Errbit is an active project, https://github.com/errbit/errbit, and error reporting libraries don't tend to need a lot of maintenance.
We use the self hosted solution. Works great!
I also use Test Flight's reporting to do the same but I don't push that lib to production usually, where as the GA one is already handling analytics, so it ships.
For web, I mostly use Django and Flask and both have [almost, in Flask's case] built-in one features, that sends an email with backtrace and request details when a bug happens.
Should I pay more attention to alternatives?
We used to use Exceptional because it was really cheap, but maintenance and bugfixes seemed to have stopped so we made the switch
I've been using Sentry [1] lately and it has been excellent. Only issue has been that using SSL from Java was quite troublesome as their certificate is not supported by the JVM by default [2].
[1] http://getsentry.com [2] https://github.com/getsentry/sentry/issues/903
Edit: Rollbar looks interesting. Too bad they don't have an API for Java.
An exception tracking service provides an place that you can send, store, and index these reports.
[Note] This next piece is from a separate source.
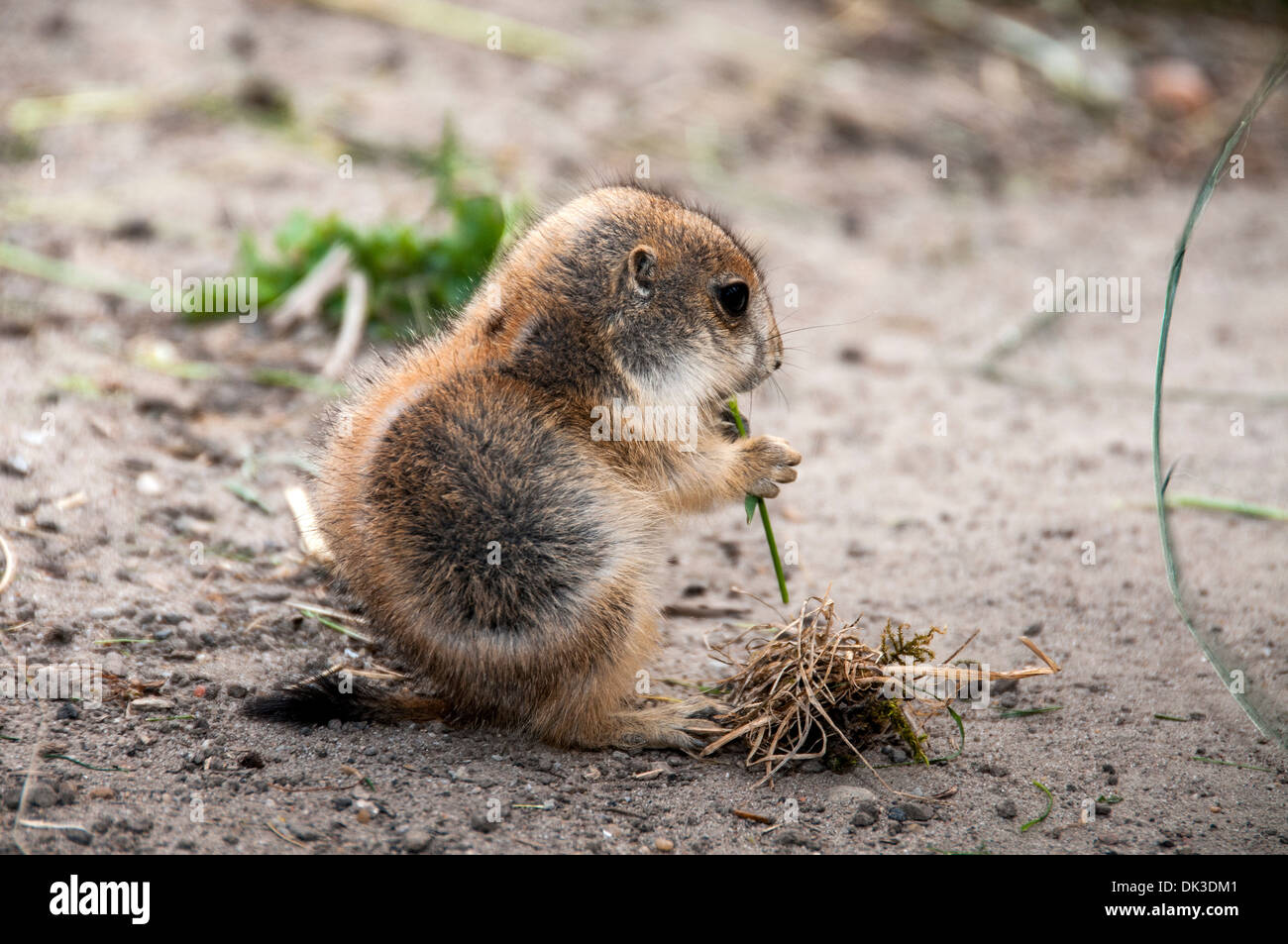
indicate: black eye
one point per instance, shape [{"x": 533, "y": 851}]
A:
[{"x": 733, "y": 297}]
It'll usually allow you to view them, search them, group similar errors, and generally provide tools that are useful when trying to resolve the problems that are occurring.
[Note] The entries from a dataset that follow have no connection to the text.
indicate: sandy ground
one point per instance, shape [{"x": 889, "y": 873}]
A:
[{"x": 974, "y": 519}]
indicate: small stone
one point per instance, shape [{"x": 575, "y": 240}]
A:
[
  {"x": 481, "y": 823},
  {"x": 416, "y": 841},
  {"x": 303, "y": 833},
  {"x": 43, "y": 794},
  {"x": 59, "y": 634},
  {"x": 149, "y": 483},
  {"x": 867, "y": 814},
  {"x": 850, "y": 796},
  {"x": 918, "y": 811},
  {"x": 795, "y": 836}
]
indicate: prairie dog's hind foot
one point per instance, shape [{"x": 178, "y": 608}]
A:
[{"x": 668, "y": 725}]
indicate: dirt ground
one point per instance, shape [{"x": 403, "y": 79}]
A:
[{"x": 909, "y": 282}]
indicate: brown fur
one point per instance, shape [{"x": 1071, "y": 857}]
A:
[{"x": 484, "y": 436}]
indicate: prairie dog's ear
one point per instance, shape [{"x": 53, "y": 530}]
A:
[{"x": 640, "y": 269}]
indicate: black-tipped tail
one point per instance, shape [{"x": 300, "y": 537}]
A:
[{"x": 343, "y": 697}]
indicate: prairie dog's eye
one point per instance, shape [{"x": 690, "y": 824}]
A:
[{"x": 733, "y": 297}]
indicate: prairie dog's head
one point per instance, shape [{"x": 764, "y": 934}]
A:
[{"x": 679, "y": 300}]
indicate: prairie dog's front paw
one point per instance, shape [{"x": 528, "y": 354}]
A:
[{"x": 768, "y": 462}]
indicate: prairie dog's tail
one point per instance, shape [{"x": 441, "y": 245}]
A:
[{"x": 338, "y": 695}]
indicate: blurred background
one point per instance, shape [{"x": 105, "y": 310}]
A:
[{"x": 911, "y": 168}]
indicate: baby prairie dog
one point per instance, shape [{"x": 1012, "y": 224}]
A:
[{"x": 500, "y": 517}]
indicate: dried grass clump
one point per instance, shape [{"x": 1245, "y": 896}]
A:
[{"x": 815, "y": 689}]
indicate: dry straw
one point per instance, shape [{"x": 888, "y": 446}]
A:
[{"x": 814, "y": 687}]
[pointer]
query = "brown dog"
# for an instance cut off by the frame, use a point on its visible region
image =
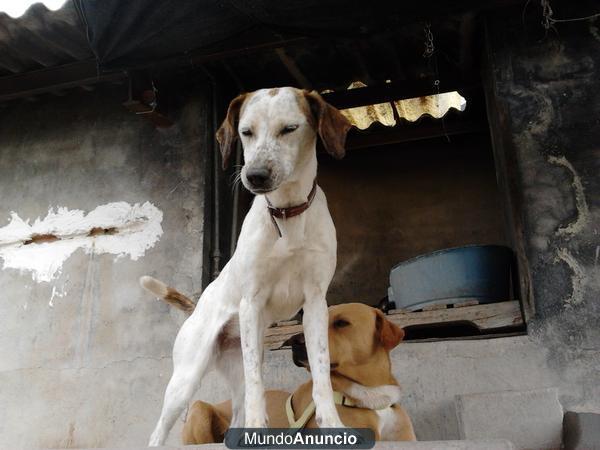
(360, 339)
We eat our down dog food and use newrelic and logentries. We've a few big updates in the coming months. If you would like to get early access please email ben@airbrake.io
https://twitter.com/cjbprime/status/347467911050448896
It is really quite good (at least for .NET). The management UI is great and does a very nice job of grouping duplicates, similar issues, etc.
I already use some dev tools from Mindscape (their .NET ORM, LightSpeed) and their products and support are top notch in my experience.